35 The net value of the estate, of which $975,000 represents the Rae Street property, is $921,000. I put to one side the incidence of the plaintiff's own legal costs which are estimated at about $25,000. The case was presented on the basis that the entire estate was worth $1.07M and that, of this, the residue represented about $400,000 and that, after costs (not including the plaintiff's costs) were deducted, residue would amount to about $220,000. I am not entirely confident that this is correct, but I proceed on this as the agreed basis for the purposes of the case. The share of each of the friends, including the plaintiff, on this basis would be little more than $17,500. On this basis the nieces and nephew might receive about $250,000 each.
36 The financial resources and earning capacity of the plaintiff are meagre. He has a psychological disability. The evidence shows that he is a man of 45 years divorced with two children.
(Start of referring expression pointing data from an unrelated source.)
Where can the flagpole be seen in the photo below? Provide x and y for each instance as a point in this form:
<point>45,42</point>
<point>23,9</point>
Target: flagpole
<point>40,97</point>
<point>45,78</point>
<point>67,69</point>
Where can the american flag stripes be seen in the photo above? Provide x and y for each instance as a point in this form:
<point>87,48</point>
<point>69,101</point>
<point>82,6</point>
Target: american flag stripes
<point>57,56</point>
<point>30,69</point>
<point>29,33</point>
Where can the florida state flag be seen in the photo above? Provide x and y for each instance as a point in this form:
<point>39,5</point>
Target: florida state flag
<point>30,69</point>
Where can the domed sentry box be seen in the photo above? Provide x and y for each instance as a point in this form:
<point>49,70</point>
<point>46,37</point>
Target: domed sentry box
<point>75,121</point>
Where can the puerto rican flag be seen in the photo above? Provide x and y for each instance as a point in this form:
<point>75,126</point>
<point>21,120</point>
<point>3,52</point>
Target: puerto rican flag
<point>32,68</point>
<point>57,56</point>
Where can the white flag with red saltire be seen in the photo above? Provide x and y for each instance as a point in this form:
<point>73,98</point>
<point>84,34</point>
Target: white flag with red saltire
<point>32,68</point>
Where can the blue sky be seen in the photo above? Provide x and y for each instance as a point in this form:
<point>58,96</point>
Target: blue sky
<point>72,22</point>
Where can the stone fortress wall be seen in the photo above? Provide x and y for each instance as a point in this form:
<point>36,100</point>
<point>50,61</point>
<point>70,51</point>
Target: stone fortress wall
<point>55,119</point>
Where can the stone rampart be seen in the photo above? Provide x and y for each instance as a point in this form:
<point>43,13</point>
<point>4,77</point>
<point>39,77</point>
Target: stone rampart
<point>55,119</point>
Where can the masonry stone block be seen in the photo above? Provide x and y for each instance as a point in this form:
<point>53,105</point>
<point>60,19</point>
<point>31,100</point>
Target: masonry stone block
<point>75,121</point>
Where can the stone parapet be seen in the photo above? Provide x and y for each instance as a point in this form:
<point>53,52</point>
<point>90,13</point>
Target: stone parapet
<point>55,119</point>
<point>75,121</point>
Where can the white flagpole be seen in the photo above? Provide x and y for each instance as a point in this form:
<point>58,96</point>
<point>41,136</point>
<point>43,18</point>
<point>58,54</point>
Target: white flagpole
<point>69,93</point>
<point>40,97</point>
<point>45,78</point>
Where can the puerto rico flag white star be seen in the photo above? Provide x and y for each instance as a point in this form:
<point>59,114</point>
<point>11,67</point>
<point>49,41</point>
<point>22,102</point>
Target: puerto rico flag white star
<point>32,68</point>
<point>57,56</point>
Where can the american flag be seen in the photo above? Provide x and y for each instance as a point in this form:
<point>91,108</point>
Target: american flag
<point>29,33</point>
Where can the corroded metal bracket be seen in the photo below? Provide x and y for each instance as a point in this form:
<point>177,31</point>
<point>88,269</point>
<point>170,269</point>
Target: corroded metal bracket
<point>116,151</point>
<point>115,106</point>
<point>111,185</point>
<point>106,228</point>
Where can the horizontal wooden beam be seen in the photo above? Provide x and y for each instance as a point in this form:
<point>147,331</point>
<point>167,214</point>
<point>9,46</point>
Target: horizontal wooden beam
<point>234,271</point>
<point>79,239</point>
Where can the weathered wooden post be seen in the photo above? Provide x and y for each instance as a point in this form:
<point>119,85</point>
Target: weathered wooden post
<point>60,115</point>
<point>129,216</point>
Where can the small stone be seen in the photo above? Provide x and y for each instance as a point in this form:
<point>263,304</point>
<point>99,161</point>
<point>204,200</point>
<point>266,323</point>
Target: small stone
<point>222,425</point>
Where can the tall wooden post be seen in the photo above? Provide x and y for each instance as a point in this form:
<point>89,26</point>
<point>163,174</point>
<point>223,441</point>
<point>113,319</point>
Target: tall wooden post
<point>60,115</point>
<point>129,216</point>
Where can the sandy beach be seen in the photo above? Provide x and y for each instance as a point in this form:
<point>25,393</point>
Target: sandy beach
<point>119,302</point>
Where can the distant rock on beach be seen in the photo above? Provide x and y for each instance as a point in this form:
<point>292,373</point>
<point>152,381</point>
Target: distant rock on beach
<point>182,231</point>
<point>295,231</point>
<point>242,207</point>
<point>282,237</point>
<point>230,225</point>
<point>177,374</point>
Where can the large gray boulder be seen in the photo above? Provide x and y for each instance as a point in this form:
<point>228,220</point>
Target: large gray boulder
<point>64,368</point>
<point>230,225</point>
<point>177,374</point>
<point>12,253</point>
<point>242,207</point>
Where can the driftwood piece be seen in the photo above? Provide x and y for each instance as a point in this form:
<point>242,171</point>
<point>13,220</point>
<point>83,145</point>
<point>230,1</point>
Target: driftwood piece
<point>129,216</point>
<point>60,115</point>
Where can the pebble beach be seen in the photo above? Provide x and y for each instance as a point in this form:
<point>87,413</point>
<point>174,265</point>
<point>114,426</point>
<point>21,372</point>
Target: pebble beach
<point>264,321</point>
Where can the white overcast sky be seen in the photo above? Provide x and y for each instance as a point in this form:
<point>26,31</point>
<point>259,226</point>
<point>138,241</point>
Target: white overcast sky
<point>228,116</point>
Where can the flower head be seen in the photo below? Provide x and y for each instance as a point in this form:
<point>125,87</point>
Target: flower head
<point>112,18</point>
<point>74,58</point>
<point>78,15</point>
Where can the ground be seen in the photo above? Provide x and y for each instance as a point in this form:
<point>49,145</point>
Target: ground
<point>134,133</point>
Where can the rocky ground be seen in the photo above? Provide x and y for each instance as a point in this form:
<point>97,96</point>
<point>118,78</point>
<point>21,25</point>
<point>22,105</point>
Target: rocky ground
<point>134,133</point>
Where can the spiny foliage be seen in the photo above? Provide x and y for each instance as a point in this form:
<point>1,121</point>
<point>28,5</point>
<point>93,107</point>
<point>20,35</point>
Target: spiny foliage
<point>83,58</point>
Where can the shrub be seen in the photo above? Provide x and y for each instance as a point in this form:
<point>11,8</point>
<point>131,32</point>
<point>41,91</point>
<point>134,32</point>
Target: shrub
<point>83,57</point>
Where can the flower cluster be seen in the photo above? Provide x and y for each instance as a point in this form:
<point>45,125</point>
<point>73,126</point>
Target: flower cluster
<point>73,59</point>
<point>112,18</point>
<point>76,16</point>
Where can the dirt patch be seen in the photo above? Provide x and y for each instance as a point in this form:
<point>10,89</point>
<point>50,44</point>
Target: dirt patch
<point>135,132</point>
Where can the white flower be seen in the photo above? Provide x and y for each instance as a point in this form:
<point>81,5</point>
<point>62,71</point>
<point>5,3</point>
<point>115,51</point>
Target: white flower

I was not told what support arrangements are in place for the benefit of his ex-wife and the children. He is unemployed. According to Dr Dunn, he is incapable of working by reason of his psychological condition. It does appear that he has trade skills and is capable of doing odd jobs or other work. He has no assets other than certain property he received from the deceased or the executors. This comprises the yacht Harmony which is valued at $2,000, the caravan where he used to stay at Rae Street, a 1980 Toyota sedan and a 1980 Toyota Hiace. These are of no practical value.
37 I place no weight on the contributions of the plaintiff, otherwise than for value, in building up the estate or in contributing to the welfare of the deceased. Likewise, benefits passing from the deceased to the plaintiff are of no relevant consequence. The deceased did not maintain the plaintiff nor did he assume a responsibility to do so. No other person has a liability to maintain the plaintiff.
38 I make no finding as to any relevant aspect of the character and conduct of Mr Bentley or of any other person.
39 No matter was placed before me as relevant other than those to which I have referred.
40 I conclude from all of this that it has not been established that Mr Bentley is a man for whom the deceased had a responsibility to make provision in his will. That he did make provision is an indication of his love for his friend and a mark of his generosity towards him.
41 The application will therefore be dismissed.